The following is a picture story, narrated by the author, telling how the novel was created over a span of 70 years.

John Paul Gehrs

"In 1952, I entered St. Lawrence College High School in Mt. Calvary, Wisconsin. In my third year I became intrigued for some reason by the North woods of Canada, and I wrote a letter to a couple who lived in Alberta. They wrote back and thanked me for my letter. That made the distant land of Alberta, Canada seem much more real. While studying German, Physics, Latin and English, I found the time to write a short story, hoping to have it published in the school's fine magazine, named after the main building, called the Laurentianum.

My brother-in-law owned a construction company, so I made the main Character a construction contractor who lived by himself in Alberta in a large log cabin. The cabin had a deck out back where the Contractor enjoyed watching the deer and other wild animals moving about in the thick woods behind his home.

Early one evening, as he walked out on his deck, the Contractor saw a Canadian Indian woman stooped over the fire pit he used to burn unwanted papers.

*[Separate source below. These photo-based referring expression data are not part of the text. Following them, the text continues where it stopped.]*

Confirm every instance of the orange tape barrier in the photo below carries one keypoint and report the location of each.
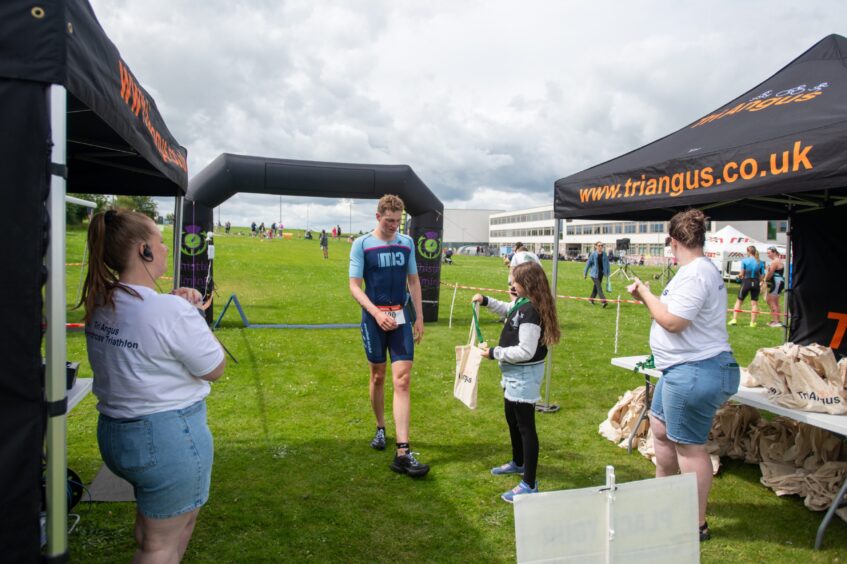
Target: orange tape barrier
(582, 299)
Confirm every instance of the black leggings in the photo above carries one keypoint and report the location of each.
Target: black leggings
(598, 289)
(521, 419)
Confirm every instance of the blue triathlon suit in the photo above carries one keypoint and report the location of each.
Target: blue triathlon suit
(384, 266)
(753, 270)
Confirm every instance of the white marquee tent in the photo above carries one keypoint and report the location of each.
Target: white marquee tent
(728, 246)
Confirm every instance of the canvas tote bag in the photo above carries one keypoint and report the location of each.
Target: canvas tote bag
(468, 359)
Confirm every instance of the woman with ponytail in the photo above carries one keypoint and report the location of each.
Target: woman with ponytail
(531, 325)
(153, 357)
(690, 346)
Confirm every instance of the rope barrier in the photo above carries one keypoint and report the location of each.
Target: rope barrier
(582, 299)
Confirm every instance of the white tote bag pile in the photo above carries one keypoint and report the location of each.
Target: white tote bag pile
(800, 377)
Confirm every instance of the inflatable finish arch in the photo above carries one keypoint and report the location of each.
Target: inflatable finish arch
(230, 174)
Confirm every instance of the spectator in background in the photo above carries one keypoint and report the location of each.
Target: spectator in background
(597, 266)
(324, 243)
(775, 278)
(752, 273)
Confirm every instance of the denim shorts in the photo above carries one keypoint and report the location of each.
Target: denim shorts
(166, 456)
(688, 395)
(522, 382)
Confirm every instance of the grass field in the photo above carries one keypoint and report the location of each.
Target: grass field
(295, 480)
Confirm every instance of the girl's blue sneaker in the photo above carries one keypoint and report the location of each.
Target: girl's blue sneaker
(508, 468)
(520, 489)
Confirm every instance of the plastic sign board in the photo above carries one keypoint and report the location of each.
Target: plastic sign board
(650, 521)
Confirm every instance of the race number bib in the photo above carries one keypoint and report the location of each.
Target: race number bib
(395, 312)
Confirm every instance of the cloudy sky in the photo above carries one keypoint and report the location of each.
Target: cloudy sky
(488, 101)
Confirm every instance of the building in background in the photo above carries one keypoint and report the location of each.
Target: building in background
(466, 228)
(534, 227)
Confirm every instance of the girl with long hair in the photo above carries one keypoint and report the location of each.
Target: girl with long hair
(531, 325)
(153, 357)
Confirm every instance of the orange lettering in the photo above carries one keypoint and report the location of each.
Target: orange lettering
(839, 329)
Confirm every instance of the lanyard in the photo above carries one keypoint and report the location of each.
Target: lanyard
(518, 303)
(479, 338)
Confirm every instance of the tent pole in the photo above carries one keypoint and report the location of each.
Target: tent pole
(548, 362)
(56, 346)
(789, 279)
(177, 248)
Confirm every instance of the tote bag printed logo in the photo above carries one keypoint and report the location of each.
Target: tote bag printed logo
(468, 360)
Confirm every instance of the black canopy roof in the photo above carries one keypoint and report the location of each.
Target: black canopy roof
(117, 140)
(781, 142)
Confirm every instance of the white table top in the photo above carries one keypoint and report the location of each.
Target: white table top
(81, 388)
(755, 397)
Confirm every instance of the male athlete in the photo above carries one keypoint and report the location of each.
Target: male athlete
(385, 260)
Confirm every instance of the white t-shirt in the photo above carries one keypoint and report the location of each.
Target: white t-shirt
(147, 354)
(697, 293)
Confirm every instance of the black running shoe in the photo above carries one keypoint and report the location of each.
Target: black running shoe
(408, 464)
(705, 533)
(378, 441)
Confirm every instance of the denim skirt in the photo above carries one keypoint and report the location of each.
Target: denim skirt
(166, 456)
(688, 395)
(522, 382)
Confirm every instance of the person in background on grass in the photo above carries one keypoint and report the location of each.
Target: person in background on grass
(392, 320)
(153, 357)
(690, 346)
(752, 273)
(597, 266)
(531, 325)
(775, 278)
(323, 240)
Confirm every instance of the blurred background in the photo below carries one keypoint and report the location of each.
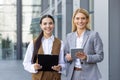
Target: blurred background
(19, 24)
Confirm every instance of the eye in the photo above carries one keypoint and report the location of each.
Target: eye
(83, 18)
(77, 18)
(50, 23)
(45, 23)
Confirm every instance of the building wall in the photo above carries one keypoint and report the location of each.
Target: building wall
(114, 39)
(101, 25)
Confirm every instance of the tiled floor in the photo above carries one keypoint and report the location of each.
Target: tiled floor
(13, 70)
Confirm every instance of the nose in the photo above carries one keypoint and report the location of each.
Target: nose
(47, 25)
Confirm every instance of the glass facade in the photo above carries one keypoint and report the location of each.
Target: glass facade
(32, 10)
(7, 29)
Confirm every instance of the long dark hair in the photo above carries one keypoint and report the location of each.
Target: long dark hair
(38, 40)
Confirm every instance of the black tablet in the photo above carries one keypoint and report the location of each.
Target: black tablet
(47, 61)
(74, 51)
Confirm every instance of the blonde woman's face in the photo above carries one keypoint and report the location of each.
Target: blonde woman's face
(80, 21)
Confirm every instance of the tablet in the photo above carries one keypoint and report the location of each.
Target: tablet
(47, 61)
(74, 51)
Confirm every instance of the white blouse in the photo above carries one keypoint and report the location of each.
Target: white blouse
(47, 48)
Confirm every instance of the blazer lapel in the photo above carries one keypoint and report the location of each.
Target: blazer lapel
(73, 41)
(85, 38)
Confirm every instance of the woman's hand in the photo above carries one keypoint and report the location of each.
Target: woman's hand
(56, 68)
(37, 66)
(81, 55)
(68, 57)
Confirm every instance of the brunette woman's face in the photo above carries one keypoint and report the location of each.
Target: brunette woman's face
(80, 21)
(47, 26)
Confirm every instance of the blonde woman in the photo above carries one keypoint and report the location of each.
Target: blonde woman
(84, 67)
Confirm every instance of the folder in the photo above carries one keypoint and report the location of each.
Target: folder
(47, 61)
(74, 51)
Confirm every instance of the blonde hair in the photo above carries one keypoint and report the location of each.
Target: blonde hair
(85, 12)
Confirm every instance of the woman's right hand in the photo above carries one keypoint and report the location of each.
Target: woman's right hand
(68, 57)
(37, 66)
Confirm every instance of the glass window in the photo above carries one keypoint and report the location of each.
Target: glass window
(7, 29)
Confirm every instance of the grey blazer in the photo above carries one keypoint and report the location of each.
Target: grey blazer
(93, 48)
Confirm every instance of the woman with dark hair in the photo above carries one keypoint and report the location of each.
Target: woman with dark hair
(46, 44)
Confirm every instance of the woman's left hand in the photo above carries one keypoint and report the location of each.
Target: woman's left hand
(56, 68)
(81, 55)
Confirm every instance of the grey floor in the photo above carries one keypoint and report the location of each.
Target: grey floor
(13, 70)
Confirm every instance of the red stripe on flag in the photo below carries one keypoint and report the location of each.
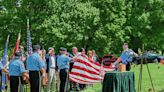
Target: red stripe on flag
(85, 69)
(79, 74)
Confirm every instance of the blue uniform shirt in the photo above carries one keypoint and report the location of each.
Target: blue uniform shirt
(34, 62)
(62, 62)
(16, 67)
(127, 56)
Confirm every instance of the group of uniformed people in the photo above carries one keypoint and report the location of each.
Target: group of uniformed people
(43, 71)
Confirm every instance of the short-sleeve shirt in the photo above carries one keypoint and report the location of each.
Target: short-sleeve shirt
(127, 56)
(34, 62)
(1, 66)
(16, 67)
(62, 62)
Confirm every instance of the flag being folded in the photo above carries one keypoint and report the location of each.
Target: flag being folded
(86, 71)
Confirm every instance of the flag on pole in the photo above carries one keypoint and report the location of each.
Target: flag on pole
(17, 45)
(29, 44)
(87, 71)
(4, 77)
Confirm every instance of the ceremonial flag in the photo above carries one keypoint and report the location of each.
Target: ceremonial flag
(4, 63)
(17, 45)
(86, 71)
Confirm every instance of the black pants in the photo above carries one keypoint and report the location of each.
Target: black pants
(63, 79)
(15, 82)
(34, 81)
(128, 67)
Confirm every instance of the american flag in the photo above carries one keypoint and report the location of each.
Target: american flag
(17, 45)
(86, 71)
(4, 77)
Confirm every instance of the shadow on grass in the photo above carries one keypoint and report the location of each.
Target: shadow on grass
(161, 90)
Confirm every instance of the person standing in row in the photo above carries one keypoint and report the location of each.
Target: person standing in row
(2, 69)
(63, 66)
(51, 66)
(16, 72)
(35, 65)
(75, 53)
(126, 56)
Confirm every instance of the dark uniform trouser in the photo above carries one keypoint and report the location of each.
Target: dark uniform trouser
(14, 83)
(0, 80)
(63, 79)
(34, 81)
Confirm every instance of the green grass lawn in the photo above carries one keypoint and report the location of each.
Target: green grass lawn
(157, 73)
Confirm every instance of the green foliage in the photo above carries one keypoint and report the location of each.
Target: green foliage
(102, 25)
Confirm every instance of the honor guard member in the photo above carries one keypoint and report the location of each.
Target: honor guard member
(2, 69)
(35, 66)
(16, 71)
(126, 56)
(62, 63)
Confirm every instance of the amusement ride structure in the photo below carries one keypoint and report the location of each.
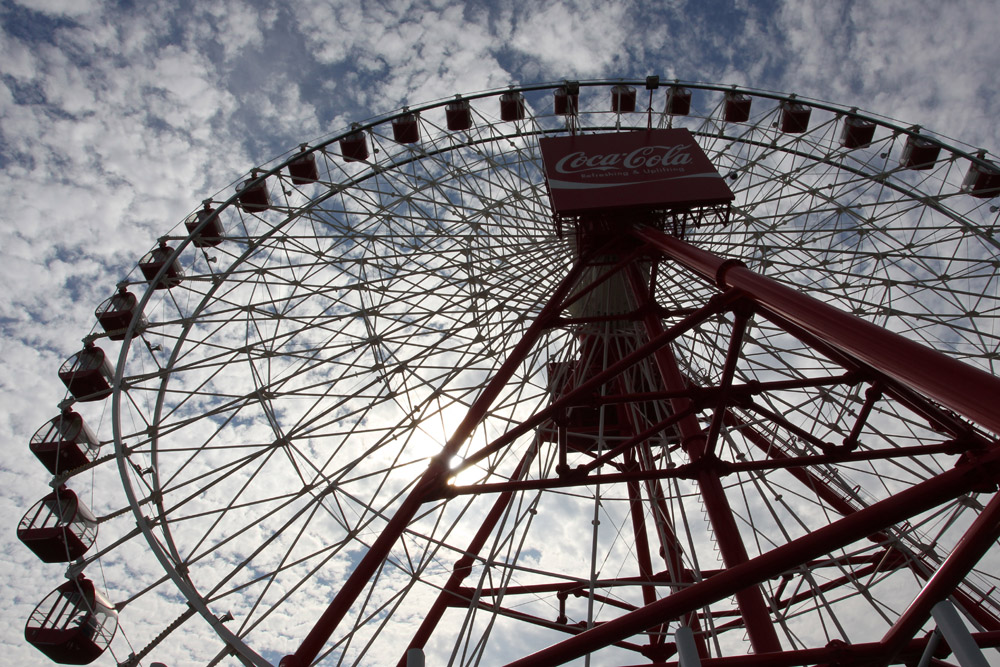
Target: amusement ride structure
(601, 373)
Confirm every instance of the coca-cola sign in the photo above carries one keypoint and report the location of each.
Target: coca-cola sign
(651, 169)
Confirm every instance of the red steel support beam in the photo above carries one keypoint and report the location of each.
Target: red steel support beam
(464, 565)
(966, 390)
(756, 614)
(978, 539)
(859, 525)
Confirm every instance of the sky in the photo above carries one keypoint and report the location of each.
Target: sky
(116, 119)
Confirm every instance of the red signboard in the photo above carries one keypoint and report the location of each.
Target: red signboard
(648, 169)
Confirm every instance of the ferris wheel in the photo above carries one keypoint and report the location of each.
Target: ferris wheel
(380, 404)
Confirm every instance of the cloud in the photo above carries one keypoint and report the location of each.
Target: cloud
(117, 120)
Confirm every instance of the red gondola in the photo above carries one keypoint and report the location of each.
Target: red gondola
(354, 147)
(303, 169)
(857, 132)
(919, 153)
(88, 374)
(622, 99)
(116, 312)
(406, 129)
(794, 117)
(736, 108)
(252, 194)
(458, 115)
(982, 182)
(64, 443)
(512, 106)
(156, 259)
(58, 528)
(678, 101)
(73, 625)
(566, 100)
(211, 234)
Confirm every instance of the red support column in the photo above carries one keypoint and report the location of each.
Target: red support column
(899, 507)
(433, 477)
(464, 565)
(978, 539)
(750, 600)
(966, 390)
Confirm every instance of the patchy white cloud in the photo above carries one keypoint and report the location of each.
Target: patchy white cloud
(116, 121)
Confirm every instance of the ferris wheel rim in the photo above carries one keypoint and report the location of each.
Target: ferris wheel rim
(122, 448)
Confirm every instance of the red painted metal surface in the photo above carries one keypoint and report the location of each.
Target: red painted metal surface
(894, 509)
(966, 390)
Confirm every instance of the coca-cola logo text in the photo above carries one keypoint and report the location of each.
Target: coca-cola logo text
(644, 157)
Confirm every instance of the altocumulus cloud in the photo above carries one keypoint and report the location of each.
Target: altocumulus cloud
(117, 119)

That's what I wrote, and that's what I imagined. I have a photographic memory. I can review a scene in detail and even "feel" the situation occurring, but I must be reminded first through some trigger that I saw what I saw, since there is no time/date/place details included in my memory.

I am now recalling what went through my mind while writing the short story, sitting at my study-hall desk in Mt. Calvary, Wisconsin in 1955, 70 years ago. As I am writing this, I can see the woman near the fire pit, with the railing of my Character's deck partially blocking my view of her, until, that is, I mentally move forward to the edge of the deck.

Now I can see her long black hair, her ankle-length dress, which was dirty by the way, and her dirty bare feet. As soon as she comes into full view, I see her jump up, look at me for a moment with her beautiful black eyes, then turn and run off into the pine woods behind the Contractor's home. I feel the Contractor's urge to run after her, his muscles tensing up to take action, which he does.

For my High School short story, I named the woman, Watika. I made it up, thinking it sounded like an Indian woman's name.

In 1981, 40 years after I wrote the short story, my wife and I traveled to the north woods in our motorhome on vacation. She decided to go outside, I don't and didn't know why. After a while I decided to look for her.

You can imagine the memory-shock I experienced when I stepped out of the motorhome and found a woman with long black hair, stooping over a fire pit, in a dirty ankle-length dress and dirty bare feet. It was my wife!

I call it a memory-shock when I see an image that matches very closely with my photographic memory of a person or an event.

I grabbed my camera and took the photo of my wife, which I used on the front cover of the novel, Watika. No, it was not staged to match the memory I have of Watika, 70 years ago. We both agree, it doesn't even look like my wife.

That's me, John Paul Gehrs, and my "Watika," my wife of 40+ years.

I finished the story I started in High School, creating the novel Watika. The photo on the cover takes me back 40 years when we traveled to the north woods in our motorhome, and it takes me back to my third year in High School, 70-years ago, when I wrote the short story, Watika; something a time-traveler would have experienced.

I hope you enjoy the novel. If some things you read seem like they really happened, it's because they did. I've personally been to all of the places Warren Meir took Watika."